Della conversione di Silvia Romano non deve importare a nessuno

Che Silvia Romano si sia convertita, a chi, a cosa, come, non deve interessarvi: fossi prigioniera e pensassi di votare la mia esistenza a Lord Voldemort per aiutarmi a sopravvivere, probabilmente mi tatuerei a fuoco una saetta sulla fronte.
Invece  è tutto un mettere becco, un giudicare le modalità che una ragazza di ventitré anni – sola e tenuta prigioniera dall’altra parte del globo, costantemente a rischio di venir uccisa o ceduta da un gruppo terroristico all’altro – ha adottato per restare a galla, per non perdere quel poco di speranza che serve a restare vivi.

silvia romano atterra in italia
Silvia Romano al momento dell’arrivo in Italia

In due mesi di pandemia e lockdown abbiamo visto aggrapparsi a qualsiasi teoria complottista permettesse di tirare avanti, perché persino la più folle idea da romanzo di Dick – il virus è stato creato in laboratorio, il virus è una montatura, c’entra il 5G, dietro c’è Bill Gates – pare più accettabile dell’insondabilità del caso.
E siccome il caos atterrisce, per non sprofondare nel baratro dell’impotenza si preferisce credere a qualsiasi balla pseudoscientifica diffusa dal primo che passa dotato di una connessione Internet.
Abbiamo reagito così, anziché soppesare le pieghe imprevedibili che può prendere Madre Natura o (non troppo in ultimo) quanta responsabilità umana ci sia in questa epidemia, di quanto stia un po’ ad ognuno di noi la riflessione su come da decenni stiamo brutalizzando la Terra ed il suo verde.

Ci sono situazioni nella vita  in cui nessuno, nessuno sulla faccia della Terra è autorizzato a giudicare circa come ci aiutiamo a sopravvivere, possibilmente senza riportare troppi danni fisici o mentali.
Bessel Van Der Kolk, uno dei massimi esperti mondiali di Post-Traumatic Stress Disorder, scrive: “Essere in grado di muoversi o di fare qualcosa per proteggersi è un fattore essenziale nel determinare se un’esperienza traumatica lascerà cicatrici profonde che rimarranno per molto tempo”.

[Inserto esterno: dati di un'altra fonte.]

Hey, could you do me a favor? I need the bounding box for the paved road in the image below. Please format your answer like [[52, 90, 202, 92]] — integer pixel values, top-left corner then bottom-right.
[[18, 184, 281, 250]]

Silvia Romano ha vissuto quello che definire un trauma è un eufemismo. Se convertirsi ad un’altra religione l’ha aiutata a percepire di avere una via d’uscita, le ha dato sollievo, ha permesso al suo cervello di difendersi almeno in parte dagli effetti devastanti che la prigionia avrebbe potuto comportare (e probabilmente ha comunque comportato), ha circoscritto le conseguenze del trauma subìto, non c’è nessuno a cui deve rendere conto per questo.
Anzi, grazie al Cielo che l’ha trovato.
Il resto è un borbottio di scimmie da salotto: incapaci di accorgersi del piagnucolio protratto settimane perché mancava il sushi e altrettanto incapaci di ammutolirsi all’istante, e cedere il passo al silenzio di fronte a ciò che nessuno di noi potrà mai davvero capire.